The only production or discovery deemed economic from the onshore portion of the Gippsland Basin is at Lakes Entrance. This field lies on the Northern Platform directly north of the Lake Wellington fault system that defines the southern edge of the platform (Fig. 3 and Fig. 5). The reservoir is the Oligocene Lakes Entrance Formation, which occurs in a stratigraphic trap and drape structure overlying paleo-topography (Ozimic and others, 1987). This is a marine sandstone described as poorly cemented, calcareous, glauconitic, and oolitic, with porosity as much as 36% and permeability averaging 10 millidarcy (mD). The field lies at a depth of approximately 385 m. Oil from this field is heavy, API 15.4° and tarry, and considered to be biodegraded and fresh water washed (Ozimic and others, 1987).

SOURCE ROCK
The results of analyses of oils and potential source rocks indicate that terrestrial source rocks--coals and lower coastal plain coaly shales--show excellent correlation with the produced oils of the Gippsland Basin (Moore and others, 1992; Philp, 1994). These strata in the Latrobe Group contain total organic carbon contents (TOC) as much as 70 wt% and hydrocarbon indicies (HI) as high as 400 mg hydrocarbon (HC)/g TOC and are considered to be the source rocks in the basin (Bradshaw and others, 1998; Rahmanian and others, 1990; Howes, 1997; MacGregor, 1994; Hocking, 1976; Fielding, 1992).

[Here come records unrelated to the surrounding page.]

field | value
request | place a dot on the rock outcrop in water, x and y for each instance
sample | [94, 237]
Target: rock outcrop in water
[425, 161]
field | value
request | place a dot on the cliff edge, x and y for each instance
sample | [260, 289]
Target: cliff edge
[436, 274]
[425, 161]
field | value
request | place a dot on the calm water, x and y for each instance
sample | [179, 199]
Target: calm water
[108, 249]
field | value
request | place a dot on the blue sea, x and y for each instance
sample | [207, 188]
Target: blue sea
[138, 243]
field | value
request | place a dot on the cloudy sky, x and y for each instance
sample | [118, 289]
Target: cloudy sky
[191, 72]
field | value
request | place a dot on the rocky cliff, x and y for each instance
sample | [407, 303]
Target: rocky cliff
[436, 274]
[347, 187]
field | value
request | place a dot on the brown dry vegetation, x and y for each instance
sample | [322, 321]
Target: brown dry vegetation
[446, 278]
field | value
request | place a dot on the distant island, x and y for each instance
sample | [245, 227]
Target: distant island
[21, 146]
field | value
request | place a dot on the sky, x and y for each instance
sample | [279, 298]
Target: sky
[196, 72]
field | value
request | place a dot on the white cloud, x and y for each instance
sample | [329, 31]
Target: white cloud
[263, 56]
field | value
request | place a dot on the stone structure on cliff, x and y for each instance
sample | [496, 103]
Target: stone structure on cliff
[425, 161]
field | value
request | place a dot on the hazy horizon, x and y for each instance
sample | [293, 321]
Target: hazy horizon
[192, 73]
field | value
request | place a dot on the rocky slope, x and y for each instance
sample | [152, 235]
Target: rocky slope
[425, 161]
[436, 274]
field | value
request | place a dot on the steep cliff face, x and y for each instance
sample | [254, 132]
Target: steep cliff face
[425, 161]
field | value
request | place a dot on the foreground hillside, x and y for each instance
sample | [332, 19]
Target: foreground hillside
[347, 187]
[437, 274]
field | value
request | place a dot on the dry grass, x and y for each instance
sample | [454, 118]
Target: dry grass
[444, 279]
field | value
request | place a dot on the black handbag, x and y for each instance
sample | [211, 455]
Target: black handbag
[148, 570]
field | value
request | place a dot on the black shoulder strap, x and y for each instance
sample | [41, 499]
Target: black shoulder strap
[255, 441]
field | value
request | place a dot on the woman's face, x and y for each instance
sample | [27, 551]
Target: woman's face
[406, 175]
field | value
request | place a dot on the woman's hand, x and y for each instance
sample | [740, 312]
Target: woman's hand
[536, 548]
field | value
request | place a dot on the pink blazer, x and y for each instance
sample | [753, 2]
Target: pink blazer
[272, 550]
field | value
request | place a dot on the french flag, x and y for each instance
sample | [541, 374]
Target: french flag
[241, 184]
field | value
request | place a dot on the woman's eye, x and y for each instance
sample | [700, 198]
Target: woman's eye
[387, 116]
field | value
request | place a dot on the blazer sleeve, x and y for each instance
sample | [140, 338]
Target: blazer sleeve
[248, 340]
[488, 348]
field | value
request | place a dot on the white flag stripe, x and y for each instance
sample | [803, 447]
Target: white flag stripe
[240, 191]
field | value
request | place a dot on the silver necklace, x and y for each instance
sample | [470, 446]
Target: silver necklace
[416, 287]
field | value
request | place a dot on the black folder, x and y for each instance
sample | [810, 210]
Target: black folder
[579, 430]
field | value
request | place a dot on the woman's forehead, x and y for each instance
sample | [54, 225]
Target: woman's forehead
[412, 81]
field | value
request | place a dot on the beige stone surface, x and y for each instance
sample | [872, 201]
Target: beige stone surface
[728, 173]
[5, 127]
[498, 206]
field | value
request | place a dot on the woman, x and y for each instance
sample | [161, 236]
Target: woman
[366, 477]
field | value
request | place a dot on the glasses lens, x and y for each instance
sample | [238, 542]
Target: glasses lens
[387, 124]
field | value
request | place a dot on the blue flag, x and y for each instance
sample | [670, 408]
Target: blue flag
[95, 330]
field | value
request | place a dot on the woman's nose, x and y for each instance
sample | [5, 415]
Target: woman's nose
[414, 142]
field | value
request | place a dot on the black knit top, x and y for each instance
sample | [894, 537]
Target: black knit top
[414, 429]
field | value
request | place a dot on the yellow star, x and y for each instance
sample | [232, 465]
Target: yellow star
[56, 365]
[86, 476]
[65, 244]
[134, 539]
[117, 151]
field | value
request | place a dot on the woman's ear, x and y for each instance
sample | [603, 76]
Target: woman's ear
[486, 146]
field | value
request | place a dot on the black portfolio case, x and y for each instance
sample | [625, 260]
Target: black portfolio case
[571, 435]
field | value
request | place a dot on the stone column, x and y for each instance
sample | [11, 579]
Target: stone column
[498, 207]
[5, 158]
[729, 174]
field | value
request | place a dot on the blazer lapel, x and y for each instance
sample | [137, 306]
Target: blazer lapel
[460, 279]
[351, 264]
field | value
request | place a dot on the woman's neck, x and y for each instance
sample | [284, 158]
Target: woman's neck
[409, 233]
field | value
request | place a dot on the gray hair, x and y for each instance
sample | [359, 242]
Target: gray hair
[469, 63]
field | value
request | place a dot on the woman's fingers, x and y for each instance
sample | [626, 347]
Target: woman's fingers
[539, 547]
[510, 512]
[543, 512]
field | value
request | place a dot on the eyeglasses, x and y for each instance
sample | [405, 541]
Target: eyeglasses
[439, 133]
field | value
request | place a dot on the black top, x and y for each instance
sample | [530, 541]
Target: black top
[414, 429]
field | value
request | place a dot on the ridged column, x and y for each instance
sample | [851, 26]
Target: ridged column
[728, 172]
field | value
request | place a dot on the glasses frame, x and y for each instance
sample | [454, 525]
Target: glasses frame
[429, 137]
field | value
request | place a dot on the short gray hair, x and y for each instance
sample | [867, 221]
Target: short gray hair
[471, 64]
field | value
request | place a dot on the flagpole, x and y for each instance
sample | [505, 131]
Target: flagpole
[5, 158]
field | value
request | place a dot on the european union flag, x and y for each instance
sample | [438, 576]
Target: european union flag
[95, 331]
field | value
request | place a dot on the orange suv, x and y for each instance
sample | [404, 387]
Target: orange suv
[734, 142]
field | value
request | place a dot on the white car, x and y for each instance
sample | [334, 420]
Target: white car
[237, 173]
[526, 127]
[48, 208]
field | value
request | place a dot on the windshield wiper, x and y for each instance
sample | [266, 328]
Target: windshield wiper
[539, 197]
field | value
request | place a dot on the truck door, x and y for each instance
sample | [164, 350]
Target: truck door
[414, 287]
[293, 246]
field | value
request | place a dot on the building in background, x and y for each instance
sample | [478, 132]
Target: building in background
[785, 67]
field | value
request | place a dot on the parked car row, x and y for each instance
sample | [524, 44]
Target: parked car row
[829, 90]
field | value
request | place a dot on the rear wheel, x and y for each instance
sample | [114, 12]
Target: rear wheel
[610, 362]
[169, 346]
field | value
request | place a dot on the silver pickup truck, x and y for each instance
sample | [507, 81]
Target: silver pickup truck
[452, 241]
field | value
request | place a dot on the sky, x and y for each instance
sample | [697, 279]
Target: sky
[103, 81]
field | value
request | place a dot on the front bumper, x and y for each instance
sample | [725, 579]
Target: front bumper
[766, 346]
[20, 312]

Marine shales of this group are reported to have TOC values of 1-3 wt%. The average TOC of the Golden Beach Group is 2-3 wt% (Sloan and others, 1992). The dominantly aggradational setting described by Fielding (1992) during the Cretaceous to Paleocene period of Latrobe deposition may have favored deposition of coal and coaly shale source rocks. Furthermore, McCabe and Shanley (1992) described low-ash coals that are best developed landward of aggradational shorelines and discussed the development of raised peat mires that may have influenced aggradation. One oil sample showed an algal influence in a dominantly terrestrial character (Moore and others, 1992; Marshall, 1989).

The estimated 1,000-m-thick Kipper Shale did not correlate with any of the oils analyzed (Moore and others, 1992). This lacustrine shale measured at the Kipper well averages TOC 2-4 wt% and is characterized as gas-prone with S2 values below 2 milligrams/gram and HI below 100 mg hydrocarbon (HC)/g TOC (Sloan and others, 1992). Well intersections at Kipper, Tuna, Emperor, Sunfish and Sole encountered more than 700 m of lacustrine shale described as lean source rocks with HI of 80-200 mg hydrocarbon (HC)/g TOC (Moore and others, 1992). The poor source-rock quality of this lacustrine shale has been attributed to oxidation of organic matter due to seasonal turnover of the lake waters of this cold climate setting at lat 65° S (Partridge, 1996; Moore and others, 1992). This lacustrine shale could be a source for some gas in the Gippsland Basin (Moore and others, 1992).

Possible source rocks in the coaly section of the Strzelecki Group penetrated in onshore wells range from 0.21 to 26.83 wt% TOC, with vitrinite reflectance in oil (Ro) values of 0.35-1.04 % and HI values from 23-179 mg hydrocarbon (HC)/g TOC (Mehin and Bock, 1998).